Bundan sonrası: Ya devlet başa ya kuzgun leşe
Bundan sonrası: Ya devlet başa ya kuzgun leşe
İDRİS GÜNAYDIN
Türkiye son bir yıl içinde çok büyük devrimler yaptı. Suriye’de sessiz ve kansız bir devrim yaptı.
Sudan’da Türk SİHA’ları veya dronlarıyla asilere büyük bir yumruk indirildi. Türk devletleri arasında birlik kuruldu ve bu birlik halihazırda tıkır tıkır işliyor. PKK’nın lideri Abdullah Öcalan’a silah bırakma çağrısı yaptırdı.
Bundan sonrası PKK’ya bağlı grupların durum değerlendirmesi yaparak kendilerini feshetmesidir.
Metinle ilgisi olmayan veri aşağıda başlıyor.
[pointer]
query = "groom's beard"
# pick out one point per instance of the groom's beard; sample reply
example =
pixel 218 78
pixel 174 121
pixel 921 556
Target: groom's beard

Görüyorum ki bazı laikler ve Kemalist gruplar bundan rahatsız olmuşa benziyorlar. Bunlara bir de kendine Türkçüyüm diyen bazıları ekleniyor.
Hayrola? Devlet cezasını verir de af eder de… Yıllar önce Mecelle’nin yazarı Ahmet Cevdet Paşa demiş ki: “Şer-i Şerifin izni olmadan su içmek caiz olmaz. Ama fetvayı şerif olunca kan dökmek caizdir.” Devletin yaptığı da ister Şeri Devlet olsun ister Laik Devlet olsun; bir fetva yani yorum meselesidir.
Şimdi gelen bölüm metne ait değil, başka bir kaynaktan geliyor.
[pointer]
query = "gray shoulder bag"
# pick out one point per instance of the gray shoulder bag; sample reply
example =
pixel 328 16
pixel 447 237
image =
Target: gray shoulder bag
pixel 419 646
Ortada bir devlet vardır. Kandırılmış, dağa çıkarılmış, boş bir hayal uğruna aldatılmış gençleri cezasını çektikten sonra affetmek devlete yakışan fiil değil mi?
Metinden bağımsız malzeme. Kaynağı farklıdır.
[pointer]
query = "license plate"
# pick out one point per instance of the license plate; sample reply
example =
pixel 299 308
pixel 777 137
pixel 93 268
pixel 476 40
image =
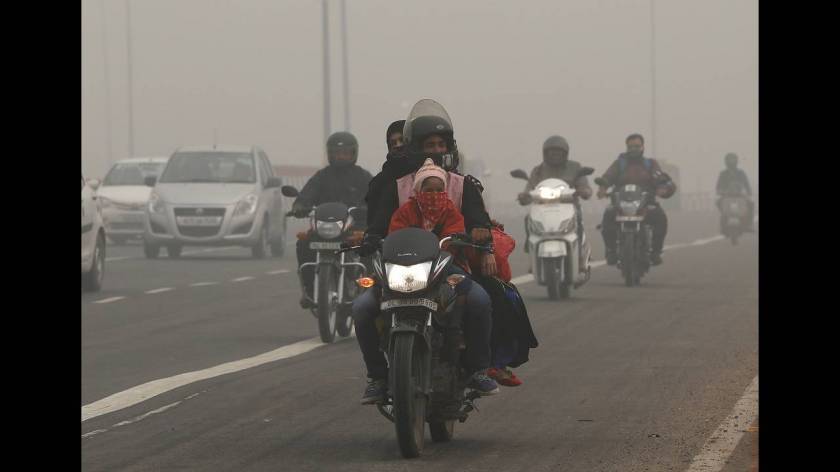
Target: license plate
pixel 335 246
pixel 398 302
pixel 199 220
Devlet, kendi ülkesinin çocuğu olan fakat kandırılmış gençleri öldürmekten çok mu zevk alıyor?
Peki ya Öcalan? Kabul etmek lazım ki; Abdullah Öcalan bu hareketin kurucusu ve lideridir. Taraftarları ondan vazgeçmediler. Tabi onun karar vermesi ve vazgeçtik, kendinizi feshedin demesi mühimdir.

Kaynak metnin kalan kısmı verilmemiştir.